Parshat Chukat 2018


Parshat Chukat
By: Rabbi Moshe Goodman, Kollel Ohr Shlomo, Hebron


לשכנו תדרשו
Inviting the Holy Presence in Our Holy Land
And He shall See the Copper Snake and Live

“Cure us HaShem and we shall be cured…” The prophet Malachi (3, 20) teaches us that a cure to maladies lies with the light of the sun. Spiritually speaking this means that through the “illumination” of the Holy Presence on one’s soul, one is able to expel the spiritual darkness that brought about a sickness in the first place. In this way, the Land of Israel, Land of the Holy Presence’s illumination, is the cure both for our People’s national and individual maladies.

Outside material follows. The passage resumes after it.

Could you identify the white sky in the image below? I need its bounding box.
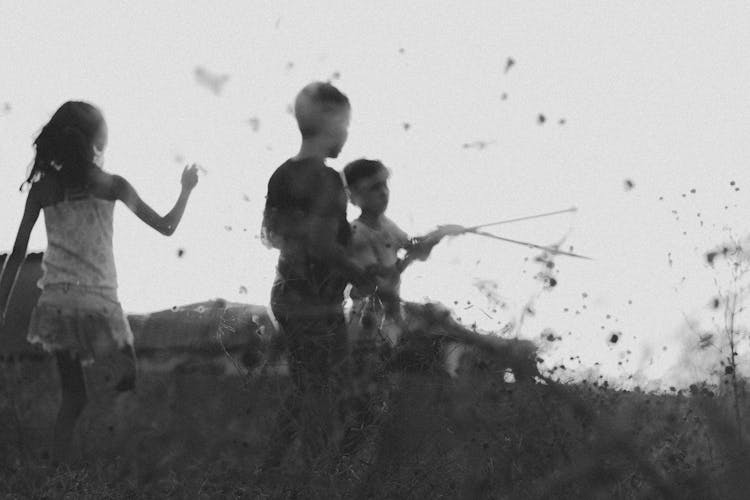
[0,0,750,390]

This week’s parsha describes, for the first time, the events of the generation that indeed merited to enter the Land of Israel after 40 years in the wilderness. One of these events is the incident of the biting snakes after the People’s complaint to Moshe. In response to this, Moshe Rabeinu is commanded to place a snake on a staff, which will cause the People to look to the heavens and then be cured. Our Sages explain (Mishna Rosh HaShana ch. 3) that the snake in of itself has no curative ability. Rather, it is the People’s gaze at the heavens, when looking at this snake, that causes the People to believe that the “biting snakes” have been brought upon them through Heavenly Providence, and it this belief in God and this reception of the “yoke of Heaven” that cures them and removes the threat of the “biting snakes” from them.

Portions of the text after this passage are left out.